Vector Space Model
Vector space model is a statistical model for representing text information for Information Retrieval, NLP, Text Mining
- Representing documents in VSM is called "vectorizing text"
- contains the following information: how many documents contain a term, and what are important terms each document has
How do we represent a free text in terms of queries?
- to do we need some preprocessing steps, often called "NLP Pipeline"
- the pipeline may include the following:
- Tokenization - most important step, extracts individual words - "tokens"
- Stop Words Removal - removes functional words
- Stemming or Lemmatization - reduces words to some common form
- or other Text Normalization techniques
- building a VSM model is usually one of the lasts steps of the pipeline
- for IR we also usually build an Inverted Index to speed up querying
Bag of Words Assumption
The main assumptions we're making about text data:
- word order is not important, only word counts
- Bag of Words = unordered list of terms
- good enough for topic similarity
Independence Assumption
We treat all words as independent
- i.e. the basis vector of the term space (see below) is orthogonal
Document-Term Matrix
Document-Term Matrix - representation of a document for text analysis
- each row of the matrix - is a document vector
- each component of the document vectors is a concept, a key word, or a term, but usually it's terms
- documents don't contain many distinct words, so the matrix is sparse
Term Weighting
For each documents words are weighed
Weights can be:
- binary: 1 if term is present and 0 if not
- term frequency (TF): frequency of each word in a document
- sublinear TF: $\log \text{TF}$: sometimes a word is used too often so we want to reduce its influence compared to other less frequently used words
- document frequency: words that are used more in the collections have more weight
- inverse document frequency (IDF): words that are rare across the document collections may be more relevant than frequent words.
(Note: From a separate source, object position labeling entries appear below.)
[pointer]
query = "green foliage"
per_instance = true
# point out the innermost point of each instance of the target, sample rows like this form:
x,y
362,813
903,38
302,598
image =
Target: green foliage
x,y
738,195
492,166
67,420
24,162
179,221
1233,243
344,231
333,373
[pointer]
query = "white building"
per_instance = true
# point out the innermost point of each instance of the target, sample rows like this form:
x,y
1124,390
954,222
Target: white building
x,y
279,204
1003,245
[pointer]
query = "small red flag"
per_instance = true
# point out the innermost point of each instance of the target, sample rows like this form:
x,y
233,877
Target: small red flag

- TF-IDF: combination of sublinear TF and IDF
Document-Term vs Term-Document
So texts are represented by feature vectors with frequency of each term in a lexicon
Notation:
- let $\mathcal D = \{d_1, \ ... \ , d_m \}$ be a set of $m$ documents
- and let $V = \{w_1, \ ... \ , w_n \}$ be a set of $n$ words (the vocabulary)
- let $D$ be the matrix
Term-Document Matrix
- if $D$ is $n \times m$ matrix
- rows of $D$ are indexed by terms $w_i$ and columns are indexed by documents $d_j$
- then $D$ is a Term-Document Matrix and $D_{ij}$ is a weight of $w_i$ in document $d_j$
Document-Term Matrix
- if $D$ is $m \times n$ matrix
- rows of $D$ are indexed by terms $w_j$ and columns are indexed by documents $d_i$
- then $D$ is a Document-Term Matrix and $D_{ji}$ is a weight of $w_j$ in document $d_i$
Notes:
- if $D$ is a Term-Document matrix, then $D^T$ is a Document-Term
- in IR literature Term-Document matrices are used more commonly
- in some applications it's more convenient to use document-term matrix,
- Document-Term matrices are more often used in software packages, e.g. in scikit-learn
- Document-Term are especially nice especially for large scale processing it's more convenient to operate rows that are documents
Properties of VSM Matrices
Properties of textual data:
- dimensionality is very large, but vectors are very sparse
- e.g. vocabulary size $| V | = 10^5$, but documents may contain only 500 distinct words
- or even less - when we consider sentences or tweets
- lexicon of document may be large, but words are typically correlated with each other
- so number of concepts ("principal components" (see PCA)) is $\ll | V |$
- may want to account for that
- number of words across different documents may wary a lot
Since data is high dimensional, we may need special pre-processing and representation
Usually done via Feature Selection (called "Term Selection")
- discard infrequent and very frequent terms
not all terms have the same descriptiveness power w.r.t. domain/topic e.g frequent words like "a", "the"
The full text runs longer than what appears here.